A third NN 303 (or an ensemble for every locator device 120A, 120B, 120C, with the goal of also second NN for every locator device 120A, 120B, 120C) may estimate the location of user device 130 from the latent space vectors (including the ToA/AoA).

The above special dimensions may represent the ToA/AoA estimates since the NN ensemble will be trained with a combination (e.g., a weighted sum) of loss components depending on, e.g., a CSI reconClaimsstruction loss, ToA/AoA error, and/or positioning error, as discussed below in more detail.

At least in some embodiments, third NN 303 may be further configured to estimate the position of user device 130 based on auxiliary position estimation data of user device 130 generated by an auxiliary position estimator. For example, the auxiliary position estimator may comprise a maximum likelihood estimator (MLE).

Diagram 300B of FIG. 3B illustrates another example of the above disclosed neural network structure with further input to third NN 303 coming from the auxiliary position estimator (e.g., an MLE with inputs ToA/AoA).

At least in some embodiments, the instructions, when executed by at least one processor 202, may further cause apparatus 200 to train the group of first NNs 301A, 301B, 301C, a group of second NNs 302A, 302B, 302C, and/or third NN 303 based at least on known channel measurements for each locator device and a known ground truth.
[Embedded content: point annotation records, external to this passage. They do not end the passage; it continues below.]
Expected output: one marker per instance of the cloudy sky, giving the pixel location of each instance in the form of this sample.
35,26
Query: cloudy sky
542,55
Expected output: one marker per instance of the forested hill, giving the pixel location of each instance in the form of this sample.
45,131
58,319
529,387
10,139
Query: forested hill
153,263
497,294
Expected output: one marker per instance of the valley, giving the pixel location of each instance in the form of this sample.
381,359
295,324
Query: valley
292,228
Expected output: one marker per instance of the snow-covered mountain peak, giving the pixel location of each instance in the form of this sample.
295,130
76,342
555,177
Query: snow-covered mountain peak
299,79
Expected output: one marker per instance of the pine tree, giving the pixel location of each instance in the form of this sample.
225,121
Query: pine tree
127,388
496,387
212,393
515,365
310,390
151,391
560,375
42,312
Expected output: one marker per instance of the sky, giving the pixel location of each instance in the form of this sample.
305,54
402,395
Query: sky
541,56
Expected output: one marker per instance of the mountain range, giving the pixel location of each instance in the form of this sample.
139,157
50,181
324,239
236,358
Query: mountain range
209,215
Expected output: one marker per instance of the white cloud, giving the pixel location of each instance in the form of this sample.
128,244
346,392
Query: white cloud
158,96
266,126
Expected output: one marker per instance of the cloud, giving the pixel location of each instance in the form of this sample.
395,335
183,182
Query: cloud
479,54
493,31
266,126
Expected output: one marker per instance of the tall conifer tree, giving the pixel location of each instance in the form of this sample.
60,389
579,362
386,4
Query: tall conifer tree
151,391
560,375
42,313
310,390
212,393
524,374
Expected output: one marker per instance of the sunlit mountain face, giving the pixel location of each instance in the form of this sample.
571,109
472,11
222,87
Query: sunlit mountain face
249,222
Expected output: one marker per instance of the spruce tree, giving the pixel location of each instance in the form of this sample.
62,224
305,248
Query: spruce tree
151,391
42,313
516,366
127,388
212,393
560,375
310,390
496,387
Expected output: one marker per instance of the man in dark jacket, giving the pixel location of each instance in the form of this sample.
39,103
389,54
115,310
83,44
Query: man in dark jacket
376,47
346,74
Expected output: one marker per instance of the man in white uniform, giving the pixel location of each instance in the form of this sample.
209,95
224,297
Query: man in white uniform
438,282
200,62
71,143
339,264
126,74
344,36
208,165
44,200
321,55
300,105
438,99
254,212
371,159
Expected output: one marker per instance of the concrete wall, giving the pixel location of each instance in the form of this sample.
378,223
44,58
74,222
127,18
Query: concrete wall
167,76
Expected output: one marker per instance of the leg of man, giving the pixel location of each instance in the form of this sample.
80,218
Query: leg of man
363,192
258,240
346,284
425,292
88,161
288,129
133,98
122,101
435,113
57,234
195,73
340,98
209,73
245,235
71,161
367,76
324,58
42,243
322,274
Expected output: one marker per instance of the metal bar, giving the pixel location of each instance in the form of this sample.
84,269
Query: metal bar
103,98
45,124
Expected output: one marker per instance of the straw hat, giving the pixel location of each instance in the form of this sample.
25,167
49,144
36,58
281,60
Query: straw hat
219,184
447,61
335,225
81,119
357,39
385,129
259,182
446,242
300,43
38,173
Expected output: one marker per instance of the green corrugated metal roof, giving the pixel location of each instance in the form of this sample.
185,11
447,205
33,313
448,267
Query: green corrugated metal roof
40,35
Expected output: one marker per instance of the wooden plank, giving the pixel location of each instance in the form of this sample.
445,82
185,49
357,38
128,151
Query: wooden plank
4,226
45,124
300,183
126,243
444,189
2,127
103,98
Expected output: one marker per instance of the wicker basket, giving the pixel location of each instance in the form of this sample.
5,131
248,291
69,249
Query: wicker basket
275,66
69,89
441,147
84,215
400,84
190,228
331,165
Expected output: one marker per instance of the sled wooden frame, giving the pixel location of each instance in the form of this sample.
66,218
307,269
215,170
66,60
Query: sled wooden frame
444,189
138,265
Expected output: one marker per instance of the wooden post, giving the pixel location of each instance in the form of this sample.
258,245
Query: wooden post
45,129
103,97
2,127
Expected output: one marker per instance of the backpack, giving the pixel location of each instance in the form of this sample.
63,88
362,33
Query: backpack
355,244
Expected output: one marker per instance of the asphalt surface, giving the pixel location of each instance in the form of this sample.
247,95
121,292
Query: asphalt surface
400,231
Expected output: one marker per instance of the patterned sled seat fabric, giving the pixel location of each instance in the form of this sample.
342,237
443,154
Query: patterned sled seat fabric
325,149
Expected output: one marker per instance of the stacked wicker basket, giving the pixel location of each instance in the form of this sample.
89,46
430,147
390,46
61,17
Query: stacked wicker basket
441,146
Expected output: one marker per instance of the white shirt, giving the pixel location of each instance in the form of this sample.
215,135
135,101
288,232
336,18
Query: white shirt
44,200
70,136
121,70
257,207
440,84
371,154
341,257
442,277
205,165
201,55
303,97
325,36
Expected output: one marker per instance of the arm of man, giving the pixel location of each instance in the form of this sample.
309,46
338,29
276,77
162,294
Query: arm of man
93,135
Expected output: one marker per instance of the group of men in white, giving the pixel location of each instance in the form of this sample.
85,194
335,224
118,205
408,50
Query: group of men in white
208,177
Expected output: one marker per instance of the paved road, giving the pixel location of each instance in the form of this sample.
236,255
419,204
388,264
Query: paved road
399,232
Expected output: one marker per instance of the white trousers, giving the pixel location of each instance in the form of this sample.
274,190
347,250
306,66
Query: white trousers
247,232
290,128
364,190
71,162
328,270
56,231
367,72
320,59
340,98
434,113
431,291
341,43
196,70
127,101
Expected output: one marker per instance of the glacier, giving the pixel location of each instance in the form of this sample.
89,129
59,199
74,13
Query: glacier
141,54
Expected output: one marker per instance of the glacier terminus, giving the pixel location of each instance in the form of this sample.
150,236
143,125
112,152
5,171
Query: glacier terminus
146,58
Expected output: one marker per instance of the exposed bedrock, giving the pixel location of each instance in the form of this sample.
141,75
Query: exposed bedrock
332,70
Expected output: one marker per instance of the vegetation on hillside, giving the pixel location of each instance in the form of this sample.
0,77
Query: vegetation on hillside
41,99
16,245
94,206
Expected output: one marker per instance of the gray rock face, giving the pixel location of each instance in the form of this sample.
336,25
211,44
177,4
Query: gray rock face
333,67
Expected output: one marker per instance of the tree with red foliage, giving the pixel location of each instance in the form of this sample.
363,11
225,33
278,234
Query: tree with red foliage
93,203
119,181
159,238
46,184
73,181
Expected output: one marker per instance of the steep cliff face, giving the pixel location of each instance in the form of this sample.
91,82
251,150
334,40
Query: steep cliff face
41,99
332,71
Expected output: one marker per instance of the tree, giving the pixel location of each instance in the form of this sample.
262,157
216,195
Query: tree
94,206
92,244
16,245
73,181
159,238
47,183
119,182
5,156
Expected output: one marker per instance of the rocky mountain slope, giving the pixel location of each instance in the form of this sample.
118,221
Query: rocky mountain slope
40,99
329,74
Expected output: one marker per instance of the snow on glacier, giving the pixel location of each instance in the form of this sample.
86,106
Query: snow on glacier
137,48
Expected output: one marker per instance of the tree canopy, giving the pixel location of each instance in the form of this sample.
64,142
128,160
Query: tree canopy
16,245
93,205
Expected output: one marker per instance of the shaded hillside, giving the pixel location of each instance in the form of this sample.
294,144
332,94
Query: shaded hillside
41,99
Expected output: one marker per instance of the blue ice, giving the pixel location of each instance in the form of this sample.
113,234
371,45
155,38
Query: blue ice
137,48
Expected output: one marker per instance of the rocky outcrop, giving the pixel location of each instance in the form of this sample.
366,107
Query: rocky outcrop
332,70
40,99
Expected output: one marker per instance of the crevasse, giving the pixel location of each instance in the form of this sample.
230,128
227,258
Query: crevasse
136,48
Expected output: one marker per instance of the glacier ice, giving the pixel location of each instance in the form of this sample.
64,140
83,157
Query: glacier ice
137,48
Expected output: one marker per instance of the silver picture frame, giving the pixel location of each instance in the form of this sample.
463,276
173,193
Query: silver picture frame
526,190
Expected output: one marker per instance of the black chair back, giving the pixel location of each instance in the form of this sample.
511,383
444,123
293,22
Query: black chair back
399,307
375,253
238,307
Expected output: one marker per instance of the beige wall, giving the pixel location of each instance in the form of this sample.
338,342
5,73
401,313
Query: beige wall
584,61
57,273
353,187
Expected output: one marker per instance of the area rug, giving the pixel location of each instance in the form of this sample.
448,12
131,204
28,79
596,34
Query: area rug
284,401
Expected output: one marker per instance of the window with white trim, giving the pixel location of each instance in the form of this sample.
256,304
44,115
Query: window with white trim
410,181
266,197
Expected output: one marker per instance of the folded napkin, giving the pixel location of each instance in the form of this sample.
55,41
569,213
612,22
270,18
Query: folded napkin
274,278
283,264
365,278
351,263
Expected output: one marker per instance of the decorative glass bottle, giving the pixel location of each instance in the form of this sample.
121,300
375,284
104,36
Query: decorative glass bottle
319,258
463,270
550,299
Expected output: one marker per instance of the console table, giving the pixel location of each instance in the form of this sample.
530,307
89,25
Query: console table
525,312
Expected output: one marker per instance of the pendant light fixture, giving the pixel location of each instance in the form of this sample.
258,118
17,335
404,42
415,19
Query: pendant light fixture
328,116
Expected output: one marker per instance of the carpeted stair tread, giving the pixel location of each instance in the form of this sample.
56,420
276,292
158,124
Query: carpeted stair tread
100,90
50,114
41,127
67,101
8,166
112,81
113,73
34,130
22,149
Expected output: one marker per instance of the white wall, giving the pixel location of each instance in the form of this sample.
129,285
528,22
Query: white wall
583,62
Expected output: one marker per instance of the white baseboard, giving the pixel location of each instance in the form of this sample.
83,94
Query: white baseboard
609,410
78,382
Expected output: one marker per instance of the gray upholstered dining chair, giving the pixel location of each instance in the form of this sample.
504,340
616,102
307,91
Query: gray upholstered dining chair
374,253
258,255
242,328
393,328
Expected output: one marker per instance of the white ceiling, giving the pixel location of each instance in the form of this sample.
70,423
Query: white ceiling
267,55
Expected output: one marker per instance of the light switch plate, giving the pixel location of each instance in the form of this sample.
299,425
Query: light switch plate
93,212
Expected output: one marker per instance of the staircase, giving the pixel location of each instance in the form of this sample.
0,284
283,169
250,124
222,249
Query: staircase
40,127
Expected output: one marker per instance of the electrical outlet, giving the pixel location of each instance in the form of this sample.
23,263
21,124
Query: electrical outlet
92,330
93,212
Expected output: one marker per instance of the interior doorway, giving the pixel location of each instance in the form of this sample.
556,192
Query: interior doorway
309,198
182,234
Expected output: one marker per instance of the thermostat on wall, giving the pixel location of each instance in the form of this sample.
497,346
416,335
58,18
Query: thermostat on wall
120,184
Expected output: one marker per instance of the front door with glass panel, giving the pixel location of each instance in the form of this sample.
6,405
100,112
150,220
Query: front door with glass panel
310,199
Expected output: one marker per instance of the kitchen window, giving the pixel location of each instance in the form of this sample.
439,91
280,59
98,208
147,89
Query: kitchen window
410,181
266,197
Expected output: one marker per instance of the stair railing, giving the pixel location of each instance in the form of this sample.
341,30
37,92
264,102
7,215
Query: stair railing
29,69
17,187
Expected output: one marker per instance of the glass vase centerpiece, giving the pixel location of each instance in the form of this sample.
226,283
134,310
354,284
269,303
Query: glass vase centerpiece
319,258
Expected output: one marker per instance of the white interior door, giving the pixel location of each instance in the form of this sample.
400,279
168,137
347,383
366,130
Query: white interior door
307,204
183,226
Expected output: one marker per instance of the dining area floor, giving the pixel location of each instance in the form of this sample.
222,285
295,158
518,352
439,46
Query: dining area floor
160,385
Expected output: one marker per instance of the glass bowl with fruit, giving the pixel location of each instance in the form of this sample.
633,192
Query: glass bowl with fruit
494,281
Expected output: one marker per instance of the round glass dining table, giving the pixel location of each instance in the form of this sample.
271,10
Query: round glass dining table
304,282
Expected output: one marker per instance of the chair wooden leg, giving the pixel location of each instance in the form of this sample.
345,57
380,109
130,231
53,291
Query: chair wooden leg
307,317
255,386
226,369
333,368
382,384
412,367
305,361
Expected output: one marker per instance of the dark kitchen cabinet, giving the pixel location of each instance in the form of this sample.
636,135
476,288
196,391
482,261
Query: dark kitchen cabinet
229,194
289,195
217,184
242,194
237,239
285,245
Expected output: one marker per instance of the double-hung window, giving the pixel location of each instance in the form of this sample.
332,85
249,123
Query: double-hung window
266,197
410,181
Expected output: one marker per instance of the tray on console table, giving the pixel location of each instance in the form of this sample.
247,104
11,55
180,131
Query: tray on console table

For example, the known ground truth may comprise position information of user device 130, time of arrival information for each locator device, and/or angle of arrival information for each locator device.

Each locator device specific second NN of the group of second NNs 302A, 302B, 302C may be configured to reconstruct the channel measurement data for a respective locator device based on the represented time of arrival information and/or the represented angle of arrival information in a respective latent space vector of the latent space vectors. For example, each locator device specific second NN 302A, 302B, 302C may comprise a decoder part of an autoencode.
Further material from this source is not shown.